I’m running into issues with the error ‘Gradient evaluated at the initial value is not finite’ whilst trying to fit a very simple model (using cmdstanr). The data is a single observation from a 3-category multinomial distribution, and the simplex of multinomial probabilities, \theta, is parametrised by a single parameter, p, as \theta = (p, 0, 1-p) .

The issue originally arose in trying to specify multi-state capture-mark-recapture models, where the likelihood is a product of multinomials, and the easiest way to define the multinomial probabilities is using matrix products. In my attempt to understand what was going wrong I abstracted away from the mark-recapture setting and simplified, and below is a pair of models which define exactly the same distribution, but the first works and the second doesn’t!

The data is simply

y <- c(30,0,70)

Here’s Model 1, which works perfectly:

data {
  array[3] int<lower=0> y;    
}

parameters {
  real<lower=0,upper=1> p;
}

transformed parameters {
  simplex[3] theta;
  theta = [p,0,1-p]';
}

model {
  y ~ multinomial(theta);
}

Model 2 is very artificial, but is motivated by the multi-state models where the multinomial probabilities are defined using matrix products.

data {
  array[3] int<lower=0> y;     
}

transformed data {
  matrix[3,2] A = [ [1, 1], [0, 1], [-1, 1] ];
  vector[3] b = [0,0,1]';
}

parameters {
  real<lower=0,upper=1> p;
}

transformed parameters {
  simplex[3] theta;
  vector[2] x = [p,0]';
  theta = A*x + b;
}

model {
  y ~ multinomial(theta);
}

As I understand it, Model 1 and Model 2 define exactly the same posterior: the value of \theta = Ax + b should equal (p,0,1-p), as defined directly in Model 1. So why does Model 2 throw the infinite gradient error?

I believe the error is related to the presence of the zero in the multinomial probabilities \theta = (p, 0, 1-p), but that cannot be the whole story, because it’s not an issue for Model 1. So I assume it is something to do with this zero and the way the autodiff / chain rule handles the matrix products that define \theta in Model 2?

I’d be very grateful for any explanations and solutions!

1 Like

You put your finger on the source of the problem—chain rule going bad. Let’s see where.

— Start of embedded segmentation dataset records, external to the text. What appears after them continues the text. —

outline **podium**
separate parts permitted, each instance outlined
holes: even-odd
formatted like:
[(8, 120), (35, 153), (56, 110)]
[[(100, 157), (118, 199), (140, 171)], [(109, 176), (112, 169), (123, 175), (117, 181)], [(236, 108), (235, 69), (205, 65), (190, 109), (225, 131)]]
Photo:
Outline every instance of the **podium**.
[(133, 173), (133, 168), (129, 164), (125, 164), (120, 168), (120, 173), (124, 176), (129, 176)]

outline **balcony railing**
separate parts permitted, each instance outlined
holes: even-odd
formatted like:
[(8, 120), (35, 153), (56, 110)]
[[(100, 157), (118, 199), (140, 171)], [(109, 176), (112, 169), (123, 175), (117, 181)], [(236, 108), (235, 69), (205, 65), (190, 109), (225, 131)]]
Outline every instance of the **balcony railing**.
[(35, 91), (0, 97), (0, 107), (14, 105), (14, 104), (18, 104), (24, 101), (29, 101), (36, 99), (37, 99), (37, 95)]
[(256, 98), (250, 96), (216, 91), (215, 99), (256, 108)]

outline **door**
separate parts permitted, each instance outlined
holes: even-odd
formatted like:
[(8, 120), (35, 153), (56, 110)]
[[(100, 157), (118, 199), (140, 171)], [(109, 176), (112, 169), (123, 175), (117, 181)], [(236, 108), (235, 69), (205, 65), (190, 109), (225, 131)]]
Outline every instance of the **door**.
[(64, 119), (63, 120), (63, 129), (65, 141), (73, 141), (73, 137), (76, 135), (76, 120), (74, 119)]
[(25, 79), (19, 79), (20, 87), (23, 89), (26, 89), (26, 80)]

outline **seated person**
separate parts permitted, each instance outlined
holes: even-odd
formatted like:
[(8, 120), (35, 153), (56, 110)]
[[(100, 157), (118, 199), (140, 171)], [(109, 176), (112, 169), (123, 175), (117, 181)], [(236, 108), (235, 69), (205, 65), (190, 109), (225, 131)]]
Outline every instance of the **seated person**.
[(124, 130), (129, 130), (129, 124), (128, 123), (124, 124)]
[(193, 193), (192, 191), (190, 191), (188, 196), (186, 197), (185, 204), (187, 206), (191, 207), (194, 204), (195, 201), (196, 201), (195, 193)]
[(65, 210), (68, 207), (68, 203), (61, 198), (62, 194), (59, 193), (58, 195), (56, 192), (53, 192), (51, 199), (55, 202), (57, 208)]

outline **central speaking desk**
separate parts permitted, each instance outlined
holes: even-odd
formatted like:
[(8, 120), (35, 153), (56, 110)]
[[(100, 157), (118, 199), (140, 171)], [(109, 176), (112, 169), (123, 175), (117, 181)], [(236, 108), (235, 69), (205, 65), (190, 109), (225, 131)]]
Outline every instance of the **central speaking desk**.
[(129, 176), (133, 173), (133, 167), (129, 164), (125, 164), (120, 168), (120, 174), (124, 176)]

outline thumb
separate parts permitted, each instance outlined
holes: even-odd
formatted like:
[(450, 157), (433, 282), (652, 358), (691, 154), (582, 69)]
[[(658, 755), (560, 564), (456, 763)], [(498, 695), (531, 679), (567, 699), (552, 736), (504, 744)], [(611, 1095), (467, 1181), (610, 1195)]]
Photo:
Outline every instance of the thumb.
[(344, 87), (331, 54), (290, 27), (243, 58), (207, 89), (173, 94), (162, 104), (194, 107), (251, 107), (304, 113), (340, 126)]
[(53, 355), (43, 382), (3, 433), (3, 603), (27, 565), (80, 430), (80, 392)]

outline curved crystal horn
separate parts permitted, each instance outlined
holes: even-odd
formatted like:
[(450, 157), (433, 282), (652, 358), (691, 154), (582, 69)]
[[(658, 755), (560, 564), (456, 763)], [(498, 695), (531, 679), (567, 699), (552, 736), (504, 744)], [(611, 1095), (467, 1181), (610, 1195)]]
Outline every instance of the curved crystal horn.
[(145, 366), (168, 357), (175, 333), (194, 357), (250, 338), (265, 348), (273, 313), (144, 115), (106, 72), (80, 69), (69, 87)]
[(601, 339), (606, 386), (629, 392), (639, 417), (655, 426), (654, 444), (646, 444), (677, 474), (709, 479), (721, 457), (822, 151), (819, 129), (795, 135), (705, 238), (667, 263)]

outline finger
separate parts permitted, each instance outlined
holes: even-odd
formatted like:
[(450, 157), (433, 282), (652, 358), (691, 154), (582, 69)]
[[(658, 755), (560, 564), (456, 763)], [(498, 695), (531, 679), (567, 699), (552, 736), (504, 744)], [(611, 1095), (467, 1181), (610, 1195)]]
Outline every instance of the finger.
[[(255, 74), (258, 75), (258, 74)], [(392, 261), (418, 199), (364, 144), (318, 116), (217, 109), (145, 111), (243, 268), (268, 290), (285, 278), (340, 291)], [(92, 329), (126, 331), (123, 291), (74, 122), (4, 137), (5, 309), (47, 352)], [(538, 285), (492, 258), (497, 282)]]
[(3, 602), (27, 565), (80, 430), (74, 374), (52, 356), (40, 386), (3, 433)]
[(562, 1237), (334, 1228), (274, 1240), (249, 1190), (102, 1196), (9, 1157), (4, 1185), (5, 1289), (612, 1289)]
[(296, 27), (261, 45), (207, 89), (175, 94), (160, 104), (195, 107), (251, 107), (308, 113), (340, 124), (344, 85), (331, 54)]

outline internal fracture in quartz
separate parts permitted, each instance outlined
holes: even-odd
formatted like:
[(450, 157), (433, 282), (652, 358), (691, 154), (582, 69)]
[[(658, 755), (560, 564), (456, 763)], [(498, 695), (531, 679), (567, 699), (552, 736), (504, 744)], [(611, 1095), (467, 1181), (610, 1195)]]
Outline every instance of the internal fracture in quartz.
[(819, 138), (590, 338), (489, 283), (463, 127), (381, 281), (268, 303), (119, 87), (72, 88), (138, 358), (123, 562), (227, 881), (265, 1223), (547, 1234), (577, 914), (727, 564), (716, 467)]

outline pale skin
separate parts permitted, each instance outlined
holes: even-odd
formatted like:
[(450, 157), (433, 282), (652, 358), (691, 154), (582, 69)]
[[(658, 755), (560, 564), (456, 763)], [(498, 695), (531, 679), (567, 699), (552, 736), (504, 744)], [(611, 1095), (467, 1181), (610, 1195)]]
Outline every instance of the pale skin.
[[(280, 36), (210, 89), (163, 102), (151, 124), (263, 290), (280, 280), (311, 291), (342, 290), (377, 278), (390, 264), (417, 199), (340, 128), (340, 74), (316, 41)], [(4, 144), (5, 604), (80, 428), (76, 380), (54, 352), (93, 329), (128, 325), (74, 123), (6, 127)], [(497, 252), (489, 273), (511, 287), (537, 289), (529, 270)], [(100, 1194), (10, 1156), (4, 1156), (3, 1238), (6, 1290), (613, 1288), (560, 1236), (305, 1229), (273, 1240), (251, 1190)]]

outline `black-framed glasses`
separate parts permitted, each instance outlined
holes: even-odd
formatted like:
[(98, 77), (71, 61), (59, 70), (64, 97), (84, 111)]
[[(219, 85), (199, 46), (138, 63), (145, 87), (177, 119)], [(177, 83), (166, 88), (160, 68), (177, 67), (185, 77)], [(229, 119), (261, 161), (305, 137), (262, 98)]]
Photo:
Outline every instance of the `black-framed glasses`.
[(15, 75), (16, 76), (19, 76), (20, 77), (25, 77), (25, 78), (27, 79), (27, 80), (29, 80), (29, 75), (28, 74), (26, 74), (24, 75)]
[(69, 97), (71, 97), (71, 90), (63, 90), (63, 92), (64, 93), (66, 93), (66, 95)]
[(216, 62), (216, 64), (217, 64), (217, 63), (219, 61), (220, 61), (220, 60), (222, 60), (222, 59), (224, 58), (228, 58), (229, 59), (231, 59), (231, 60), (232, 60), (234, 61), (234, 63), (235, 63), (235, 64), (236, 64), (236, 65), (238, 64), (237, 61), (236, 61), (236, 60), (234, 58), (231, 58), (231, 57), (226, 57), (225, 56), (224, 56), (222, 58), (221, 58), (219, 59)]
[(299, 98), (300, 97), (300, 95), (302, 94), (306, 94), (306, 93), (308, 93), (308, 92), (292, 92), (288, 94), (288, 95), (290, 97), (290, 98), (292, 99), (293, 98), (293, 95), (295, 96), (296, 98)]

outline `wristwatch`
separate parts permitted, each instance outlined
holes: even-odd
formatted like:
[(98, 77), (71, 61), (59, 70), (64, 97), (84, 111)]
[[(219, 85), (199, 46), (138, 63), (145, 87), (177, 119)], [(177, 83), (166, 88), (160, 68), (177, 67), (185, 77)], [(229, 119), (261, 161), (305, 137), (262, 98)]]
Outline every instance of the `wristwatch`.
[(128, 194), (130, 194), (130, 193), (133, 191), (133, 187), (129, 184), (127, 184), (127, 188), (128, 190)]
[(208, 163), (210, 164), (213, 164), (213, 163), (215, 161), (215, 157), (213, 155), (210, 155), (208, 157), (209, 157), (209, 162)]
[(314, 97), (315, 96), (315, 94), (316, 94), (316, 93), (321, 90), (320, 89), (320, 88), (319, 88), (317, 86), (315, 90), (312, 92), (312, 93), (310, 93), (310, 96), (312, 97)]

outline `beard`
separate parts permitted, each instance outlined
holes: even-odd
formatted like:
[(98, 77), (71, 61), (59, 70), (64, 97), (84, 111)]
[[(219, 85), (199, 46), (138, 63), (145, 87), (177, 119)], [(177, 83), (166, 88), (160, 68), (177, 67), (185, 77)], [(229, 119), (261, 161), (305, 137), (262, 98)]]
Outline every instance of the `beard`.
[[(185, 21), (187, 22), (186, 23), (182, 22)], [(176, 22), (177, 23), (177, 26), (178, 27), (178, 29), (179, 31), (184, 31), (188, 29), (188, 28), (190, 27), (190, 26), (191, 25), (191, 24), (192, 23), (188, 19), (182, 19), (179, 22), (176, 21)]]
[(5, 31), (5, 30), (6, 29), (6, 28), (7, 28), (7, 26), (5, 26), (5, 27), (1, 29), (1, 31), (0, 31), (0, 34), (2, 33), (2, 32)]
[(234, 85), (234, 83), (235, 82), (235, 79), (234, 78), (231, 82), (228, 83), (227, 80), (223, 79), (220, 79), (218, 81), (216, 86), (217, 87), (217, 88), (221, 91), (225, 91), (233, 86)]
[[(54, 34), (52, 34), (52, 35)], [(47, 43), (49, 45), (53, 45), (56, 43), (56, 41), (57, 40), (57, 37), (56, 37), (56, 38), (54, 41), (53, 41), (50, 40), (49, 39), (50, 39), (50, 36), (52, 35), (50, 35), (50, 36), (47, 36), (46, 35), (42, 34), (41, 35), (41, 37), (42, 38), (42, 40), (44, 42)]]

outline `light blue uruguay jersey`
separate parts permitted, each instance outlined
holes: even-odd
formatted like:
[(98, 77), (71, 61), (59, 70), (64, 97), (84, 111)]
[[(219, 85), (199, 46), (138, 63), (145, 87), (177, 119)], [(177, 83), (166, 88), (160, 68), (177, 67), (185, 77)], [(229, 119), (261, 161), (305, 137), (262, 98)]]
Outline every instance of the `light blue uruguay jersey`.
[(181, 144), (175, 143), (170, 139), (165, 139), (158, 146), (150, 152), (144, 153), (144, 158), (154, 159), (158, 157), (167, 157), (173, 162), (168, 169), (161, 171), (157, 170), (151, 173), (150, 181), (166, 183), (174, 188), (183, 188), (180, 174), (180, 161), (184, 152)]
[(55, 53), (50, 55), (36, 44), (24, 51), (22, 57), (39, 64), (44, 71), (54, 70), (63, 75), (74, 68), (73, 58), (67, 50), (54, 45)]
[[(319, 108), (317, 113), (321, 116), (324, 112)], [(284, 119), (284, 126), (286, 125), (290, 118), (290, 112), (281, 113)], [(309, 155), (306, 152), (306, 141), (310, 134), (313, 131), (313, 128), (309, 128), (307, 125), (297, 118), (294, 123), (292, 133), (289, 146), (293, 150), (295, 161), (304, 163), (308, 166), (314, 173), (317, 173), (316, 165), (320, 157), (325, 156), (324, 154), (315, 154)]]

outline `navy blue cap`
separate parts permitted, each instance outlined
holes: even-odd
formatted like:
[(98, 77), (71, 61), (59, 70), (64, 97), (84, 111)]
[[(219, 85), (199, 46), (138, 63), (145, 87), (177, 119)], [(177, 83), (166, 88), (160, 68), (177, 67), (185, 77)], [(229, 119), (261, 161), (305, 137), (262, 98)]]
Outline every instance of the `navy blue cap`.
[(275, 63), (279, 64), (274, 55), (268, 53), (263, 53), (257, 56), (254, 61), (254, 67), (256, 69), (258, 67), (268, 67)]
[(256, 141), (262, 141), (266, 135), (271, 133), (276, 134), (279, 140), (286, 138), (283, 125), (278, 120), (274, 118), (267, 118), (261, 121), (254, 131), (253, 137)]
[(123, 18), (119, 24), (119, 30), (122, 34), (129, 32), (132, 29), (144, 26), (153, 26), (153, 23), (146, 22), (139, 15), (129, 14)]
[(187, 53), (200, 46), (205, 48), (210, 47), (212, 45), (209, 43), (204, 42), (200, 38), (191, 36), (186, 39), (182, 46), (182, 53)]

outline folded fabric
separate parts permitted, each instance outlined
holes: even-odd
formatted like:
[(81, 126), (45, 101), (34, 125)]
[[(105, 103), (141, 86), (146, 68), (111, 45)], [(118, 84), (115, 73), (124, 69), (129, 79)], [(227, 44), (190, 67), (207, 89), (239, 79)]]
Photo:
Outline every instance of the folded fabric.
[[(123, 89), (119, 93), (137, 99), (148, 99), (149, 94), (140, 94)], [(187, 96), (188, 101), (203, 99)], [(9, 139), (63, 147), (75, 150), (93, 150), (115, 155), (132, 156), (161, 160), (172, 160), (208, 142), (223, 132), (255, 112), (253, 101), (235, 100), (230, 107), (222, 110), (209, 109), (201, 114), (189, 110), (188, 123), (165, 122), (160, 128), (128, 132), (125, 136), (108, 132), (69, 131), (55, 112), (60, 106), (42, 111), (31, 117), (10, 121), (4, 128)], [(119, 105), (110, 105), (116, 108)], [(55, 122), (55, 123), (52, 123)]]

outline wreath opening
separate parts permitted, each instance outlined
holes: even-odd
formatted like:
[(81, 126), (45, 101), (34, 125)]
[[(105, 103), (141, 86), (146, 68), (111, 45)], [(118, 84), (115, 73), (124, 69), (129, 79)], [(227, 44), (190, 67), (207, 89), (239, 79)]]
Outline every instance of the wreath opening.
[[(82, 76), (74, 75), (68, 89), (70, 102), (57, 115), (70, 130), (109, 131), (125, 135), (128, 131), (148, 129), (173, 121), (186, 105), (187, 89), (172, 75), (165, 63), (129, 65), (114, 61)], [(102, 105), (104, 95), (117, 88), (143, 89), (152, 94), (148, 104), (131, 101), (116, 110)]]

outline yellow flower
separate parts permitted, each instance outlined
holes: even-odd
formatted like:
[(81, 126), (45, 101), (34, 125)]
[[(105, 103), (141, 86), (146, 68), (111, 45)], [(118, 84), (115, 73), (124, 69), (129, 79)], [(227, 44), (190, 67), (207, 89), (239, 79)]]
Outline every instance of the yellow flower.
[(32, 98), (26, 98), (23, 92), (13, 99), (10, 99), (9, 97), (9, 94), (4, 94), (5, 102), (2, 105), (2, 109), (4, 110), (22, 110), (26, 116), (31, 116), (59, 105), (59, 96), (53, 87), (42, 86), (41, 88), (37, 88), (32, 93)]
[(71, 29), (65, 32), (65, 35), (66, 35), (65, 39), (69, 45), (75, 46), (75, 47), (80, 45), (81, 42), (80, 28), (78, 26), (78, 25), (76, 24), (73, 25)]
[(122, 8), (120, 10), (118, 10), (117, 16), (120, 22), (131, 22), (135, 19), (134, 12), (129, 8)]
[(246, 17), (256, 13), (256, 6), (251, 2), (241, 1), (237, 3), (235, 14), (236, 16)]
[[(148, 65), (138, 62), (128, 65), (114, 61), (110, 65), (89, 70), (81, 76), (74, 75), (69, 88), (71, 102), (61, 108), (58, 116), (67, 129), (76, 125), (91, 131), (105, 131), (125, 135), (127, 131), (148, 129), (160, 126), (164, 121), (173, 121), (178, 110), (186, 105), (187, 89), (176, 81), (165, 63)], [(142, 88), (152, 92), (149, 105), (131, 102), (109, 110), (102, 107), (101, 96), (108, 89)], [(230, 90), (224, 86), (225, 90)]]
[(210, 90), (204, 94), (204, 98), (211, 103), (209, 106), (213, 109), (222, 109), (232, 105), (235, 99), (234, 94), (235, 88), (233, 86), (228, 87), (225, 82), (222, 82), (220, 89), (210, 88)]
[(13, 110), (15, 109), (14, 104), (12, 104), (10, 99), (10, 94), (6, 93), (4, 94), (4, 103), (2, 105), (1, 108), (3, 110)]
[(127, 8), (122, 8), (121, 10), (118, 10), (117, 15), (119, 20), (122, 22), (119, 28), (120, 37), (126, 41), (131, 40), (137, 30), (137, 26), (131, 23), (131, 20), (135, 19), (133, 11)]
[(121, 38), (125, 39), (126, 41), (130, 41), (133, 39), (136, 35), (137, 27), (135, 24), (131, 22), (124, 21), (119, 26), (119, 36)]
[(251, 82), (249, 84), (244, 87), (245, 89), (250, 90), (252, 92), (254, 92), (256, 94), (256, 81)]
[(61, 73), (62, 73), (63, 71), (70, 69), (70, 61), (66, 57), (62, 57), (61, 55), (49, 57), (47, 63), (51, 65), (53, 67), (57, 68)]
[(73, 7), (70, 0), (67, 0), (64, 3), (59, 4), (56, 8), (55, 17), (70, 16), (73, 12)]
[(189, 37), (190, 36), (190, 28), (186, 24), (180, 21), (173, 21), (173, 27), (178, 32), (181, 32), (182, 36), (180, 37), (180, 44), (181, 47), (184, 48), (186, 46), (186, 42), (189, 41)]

You can use slightly more compact notation here.

As an aside, this is super dangerous as it’s going to fail whenever y[2] != 0.

Your second example is equivalent to the simpler example:

simplex[3] theta = [ p, 0 * p, 1 - p];

What’s going on is that we are going to pass 0 * p as the second argument to the multinomial. That’s going to evaluate log(y^(0 * p)) with y = 0 as (0 * p) * log(0) as part of evaluating the multinomial, which is going to propagate the -infinity value of log(0) back to p.

Thus 0 * p will indeed behave differently than 0 in this context because there’s nothing to pass the infinite derivative to in that case.

I’m afraid there’s not much we can do to fix this as it would require symbolic math to reduce the 0 * p to 0 without propagating derivatives down to p.

2 Likes

Hey @Bob_Carpenter just want to double check that it’s totally clear to you that this couldn’t be fixed with a patch for multiply_log(0, 0) has infinite gradient · Issue #2494 · stan-dev/math · GitHub. Not saying that it can, but it seems so closely related that I just wonder if it might.